Just as Wikipedia crowdsourced the publication of expert articles, or Threadless works with customers to design t-shirts, VenCorps is leveraging collaboration. He's deploying the power of mass collaboration not just to the process of choosing which start-ups to fund, but to help grow those start-up ventures after the investment is made. "For Venture Capital 2.0 to succeed" says Wise, "there will need to be exponentially more people involved."

The money being invested by VenCorps in small companies comes from their own fund, but the choice of where to invest it belongs to the VenCorps' community. Founders from around the world log on and register their start-up at www.VenCorps.com. There, they can upload a video elevator pitch, share some biographic details and/or post an executive summary. The community at VenCorps (made up of thousands of entrepreneurs, scholars, scientists, angel investors, service providers and government officials) then reviews and ranks each entry using a five-criteria weighted scorecard. During a challenge the top nine start-ups (as determined by the community) go on to the next round, where they can win an investment, typically $50,000. That may not sound like a lot in typical VC-terms, but it's enough to kick-start a small enterprise as some of VenCorps early successes have demonstrated.

Post investment, the community continues to help the startup. The theory is that "many hands, make light work" or as Kevin Kimberlin, Chair of the private equity firm behind VenCorps, puts it: "VenCorps is 21st century barn raising. Instead of relying on three experts to put in 1,000 hours each, you rely on 1,000 people putting in three hours each." The VenCorps platform uses the web to offer creative new ways to link up start-ups to get them access to not just cash but also to support and prominence. VenCorps uses social networking to give start-ups the keys to succeed, faster, cheaper, and more equitably.

While VenCorps is unlikely to challenge major VC firms anytime soon, the company is giving a chance for many more promising ideas to reach the stage where larger VC investment may be warranted.

Crowdsourcing venture capital is also a means for the government to assist with job creation. The Boston Innovation District is a good example. The District is a large parcel of the South Boston waterfront undergoing redevelopment, and the city is looking to attract start-ups. "We are creating a hub of knowledge, creativity and inspiration -- an Innovation District where new ideas, new businesses and more jobs will come to life," says Mayor Thomas Menino.

So Boston teamed up with VenCorps to run the Welcome Home Challenge. Companies used the VenCorps site to promote their business or business plan. Entrepreneurs, innovators, stakeholders, the general public, funders and organizations were then encouraged to vote on these submissions, supporting those they think are a best fit for the Innovation District. At its core the VenCorps concept is to supplement some of a start-up's cash capital requirements with community "enthusiasm capital."

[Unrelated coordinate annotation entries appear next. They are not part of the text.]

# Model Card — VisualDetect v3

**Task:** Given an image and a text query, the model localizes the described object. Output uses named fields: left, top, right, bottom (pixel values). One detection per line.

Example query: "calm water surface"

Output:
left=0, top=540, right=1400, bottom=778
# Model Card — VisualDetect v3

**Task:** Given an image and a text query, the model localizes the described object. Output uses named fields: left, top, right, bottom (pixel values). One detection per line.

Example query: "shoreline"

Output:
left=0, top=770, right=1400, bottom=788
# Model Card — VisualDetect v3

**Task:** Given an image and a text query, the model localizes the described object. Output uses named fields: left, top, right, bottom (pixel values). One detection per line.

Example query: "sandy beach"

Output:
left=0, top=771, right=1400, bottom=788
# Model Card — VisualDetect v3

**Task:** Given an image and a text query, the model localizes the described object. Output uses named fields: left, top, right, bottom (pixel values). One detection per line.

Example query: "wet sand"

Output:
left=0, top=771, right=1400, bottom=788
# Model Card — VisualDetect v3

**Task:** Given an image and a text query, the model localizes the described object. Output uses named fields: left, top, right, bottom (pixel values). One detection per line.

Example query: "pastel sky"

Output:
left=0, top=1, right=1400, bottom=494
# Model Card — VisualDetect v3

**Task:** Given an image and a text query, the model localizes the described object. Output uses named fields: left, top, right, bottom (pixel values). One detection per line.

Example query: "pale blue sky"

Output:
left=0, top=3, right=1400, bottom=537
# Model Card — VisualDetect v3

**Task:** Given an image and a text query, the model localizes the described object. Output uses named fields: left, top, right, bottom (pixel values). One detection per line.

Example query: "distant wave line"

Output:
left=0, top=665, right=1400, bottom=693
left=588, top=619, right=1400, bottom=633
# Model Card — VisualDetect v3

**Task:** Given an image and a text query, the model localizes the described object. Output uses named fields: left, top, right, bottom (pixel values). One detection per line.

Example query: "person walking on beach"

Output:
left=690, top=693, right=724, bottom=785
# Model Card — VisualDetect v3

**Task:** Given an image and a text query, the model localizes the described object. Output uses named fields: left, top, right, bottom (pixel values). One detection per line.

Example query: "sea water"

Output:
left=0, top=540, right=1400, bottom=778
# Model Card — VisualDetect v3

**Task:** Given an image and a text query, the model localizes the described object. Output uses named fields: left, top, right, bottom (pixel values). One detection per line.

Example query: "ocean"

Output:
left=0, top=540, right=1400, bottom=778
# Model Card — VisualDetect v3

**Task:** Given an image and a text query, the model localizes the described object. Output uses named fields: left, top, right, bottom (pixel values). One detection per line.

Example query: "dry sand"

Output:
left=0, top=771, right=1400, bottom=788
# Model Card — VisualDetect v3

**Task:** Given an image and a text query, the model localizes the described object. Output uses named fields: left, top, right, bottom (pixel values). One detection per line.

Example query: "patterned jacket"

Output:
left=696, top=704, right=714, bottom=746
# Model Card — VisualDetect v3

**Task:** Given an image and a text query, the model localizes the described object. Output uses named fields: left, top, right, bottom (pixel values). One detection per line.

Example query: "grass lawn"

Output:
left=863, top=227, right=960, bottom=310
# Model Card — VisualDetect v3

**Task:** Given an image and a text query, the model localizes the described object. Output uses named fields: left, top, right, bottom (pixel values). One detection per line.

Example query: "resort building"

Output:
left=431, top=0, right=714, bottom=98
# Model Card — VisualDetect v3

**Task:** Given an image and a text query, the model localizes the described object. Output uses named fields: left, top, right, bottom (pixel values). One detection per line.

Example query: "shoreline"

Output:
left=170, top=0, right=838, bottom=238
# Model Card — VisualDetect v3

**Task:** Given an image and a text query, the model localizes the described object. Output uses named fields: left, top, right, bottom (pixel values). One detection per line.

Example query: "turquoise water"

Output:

VenCorps gives entrepreneurs the ability to engage the community to help launch and develop ideas into start-ups, then into successful businesses and hire people. In the end, this feedback proved as valuable as the cash injection made by VenCorps according to Bill Starr from MyLifeList who won the Boston Challenge. "I am really excited by the opportunity to have VenCorps as a Seed Investor. We came for the cash, but stayed for the community."